Regarding the construction of the dataset, there is still much room for improvement on the basis of this paper. For example, collecting more scenes to reduce the impact of semantic overlap on the network, while also improving the model’s generalization performance.

In ordinal regression tasks, the choice of network depth has a crucial impact on model performance. A network that is too deep may lead to overfitting during the training process, which means the model performs well on the training data but poorly on unseen test data. This is because a network that is too deep can easily capture noise and irrelevant details in the training data, rather than learning the true data distribution. Therefore, there is an optimal depth threshold for different network architectures that allows the model to achieve good performance on both training and test data. To find this threshold, a series of experiments and adjustments are usually required.

In the process of selecting an appropriate loss function for our model, we conduct a comparative analysis of several prevalent loss functions, including cross-entropy, CORAL [29], and soft labels [31]. The objective is to identify a loss function capable of significantly reducing the mean prediction error, even if it meant compromising to some extent on the classification accuracy. Upon conducting a series of experiments and evaluating the comparative outcomes, it is determined that the soft label loss function [31] exhibited the most superior performance for the task at hand.
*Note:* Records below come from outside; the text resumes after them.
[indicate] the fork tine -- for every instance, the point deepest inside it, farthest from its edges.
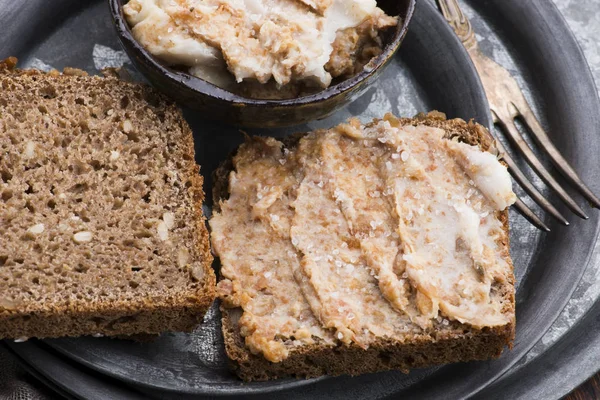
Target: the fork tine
(527, 185)
(530, 216)
(557, 159)
(515, 136)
The methodology for single-frame prediction necessitates the amalgamation of data from a single image frame along with the channel position at which this frame is situated. In the current work, we employ a technique that involves nullifying the information from all channels except the one of interest. This approach, to some extent, results in the inefficient utilization of computational resources, as it augments the model’s parameter count and extends the time required for prediction. In our ongoing and future research endeavors, we aim to investigate alternative, more efficient means of inputting data for single-frame predictive models to mitigate these drawbacks.

6. Conclusions

To encapsulate our findings, we developed a dataset specifically designed for the purpose of autofocus in imaging systems. Concurrently, we introduced a lightweight autofocus method that leverages full-image stack inputs. This full-image input strategy, despite the trade-off of utilizing more computational resources, streamlined the process by bypassing the step of manual focus selection. We conducted experiments with two distinct focusing strategies—full-stack search and single-frame prediction—and both demonstrated improvements over conventional autofocus techniques. At the core of our network’s architecture, we integrated a linear attention mechanism, which significantly boosted the network’s efficacy and led to a reduction in computational demands by 54%. In addressing the ordinal regression aspect of autofocus, we conducted a thorough comparison of prevalent loss functions when paired with various network configurations. This analysis culminated in the selection of the network structure and the soft label loss function [31] as the optimal combination for our study. We are confident that the insights presented in our paper offer a novel perspective on autofocus technology and anticipate that it will serve as a beneficial reference for future research endeavors and practical applications in the field.